Business of man named in Russian interference report donating to Cairns and other Welsh Tories
A company co-directed by a businessman named in connection with a new intelligence report on Russian interference in UK politics has been donating money to help the Conservatives hold some of their most marginal constituencies in Wales.
Alexander Temerko, who worked at Russia’s defence ministry in the 1990s, was named by the Sunday Times in connection with a UK Parliament report which has been suppressed by Downing Street.
Critics have argued that the Conservative government is “sitting on the report” because of fears it could damage its prospects at the polls.
It is understood the document details efforts from Russia to interfere in British elections and referendums, but concludes those efforts were unsuccessful. The report names nine Russian donors to the Conservative party.
Temerko, who is now one of three directors at Aquind Ltd, has become one of the UK’s biggest financial donors since obtaining British citizenship in 2011, gifting more than a £1.2 million to the Conservative party.
Alun Cairns, Simon Hart and Guto Bebb, whose seats are targets for Labour, have received a combined £37,065 from Aquind Ltd and Temerko this year, figures from the Electoral Commission and MPs’ register of interest show.
Cairns, who is seeking re-election in the Vale of Glamorgan despite being forced to resign as Secretary of State for Wales, received a donation of “£5,000 to my campaign fund” from Aquind Ltd in June.
Hart, the incumbent in Carmarthen West and South Pembrokeshire, received a personal donation of £2,000 from Temerko in February followed by £22,565 from Aquind Ltd in the form a winning auction bid in March.
Bebb is not re-standing in Aberconwy after losing the party whip over Brexit but was a Conservative when he received a £7,500 donation from Aquind Ltd in August.
All three MPs who have received cash from Aquind Ltd have previously received money directly from Temerko. He personally donated a combined £33,332 to Cairns, Hart and Bebb between 2014 and 2018.
Labour needs just a 1% swing to take Aberconwy, 2% in the Vale of Glamorgan and 3% in Carmarthen West and South Pembrokeshire.
But Temerko’s donations over those four years are less than the total donated to the trio by him and Aquind Ltd in 2019.
The man taking a keen interest in Welsh Conservative marginals states on his own website that he was in 1991 “invited to join the Defence and Security Committee as a member of the management board responsible for the formation of the new Russian military forces”.
Afterwards, he was the head of Russia’s state arms company, Russkoye Oruzhie, before going on to deputy chairman at Russian oil company, Yukos.
Temerko moved to Britain in 2005. The High Court refused an extradition request from Russia on fraud charges and he was granted citizenship in 2011.
A year later, Temerko made the first of 69 donations to the Conservative party. He is now a member of its Leader’s Group, which entitles him to dinners with the Prime Minister and Cabinet members in exchange for a £50,000 membership fee.

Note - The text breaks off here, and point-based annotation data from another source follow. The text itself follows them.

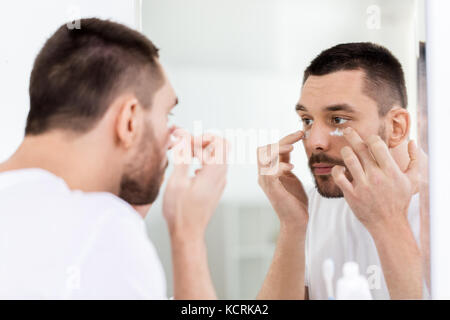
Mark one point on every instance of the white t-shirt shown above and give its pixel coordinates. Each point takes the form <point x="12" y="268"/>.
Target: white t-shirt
<point x="335" y="232"/>
<point x="61" y="244"/>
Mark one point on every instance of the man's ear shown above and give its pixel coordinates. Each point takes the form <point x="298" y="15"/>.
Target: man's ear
<point x="399" y="123"/>
<point x="128" y="121"/>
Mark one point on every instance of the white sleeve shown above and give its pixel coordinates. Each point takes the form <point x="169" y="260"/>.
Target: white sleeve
<point x="121" y="263"/>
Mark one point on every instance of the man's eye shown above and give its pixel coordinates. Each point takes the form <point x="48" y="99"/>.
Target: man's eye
<point x="339" y="120"/>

He is one of a number of Russian donors to the Conservative party who have stepped up their contributions recently, according to a new investigation by the Open Democracy website.
They found the Conservatives received £489,850 from Russian donors between November 2018 and October 2019, compared to under £350,000 in the previous year.
The findings came as the Government refused to publish a report into Russian interference in UK politics.
Despite his history of dissidence, Temerko recently told Reuters that the head of Russia’s security council and former chief of the country’s FSB security service was a “decent family man” with whom “there is much more positive than negative about him.”
A series of interviews with Reuters also revealed his pro-Brexit sympathies.
He publicly supported Remain in the 2016 EU referendum but told the news agency that the Leave vote was “a revolution against bureaucracy”.
Temerko was the director of the OGN Group, which built rigs for offshore oil and gas drilling, until 2017 when the company went into administration. His new firm, Aquind Ltd, is building an electricity interconnector between the UK and France.
The Conservative Party and Aquind Ltd. were contacted for comment but have not replied.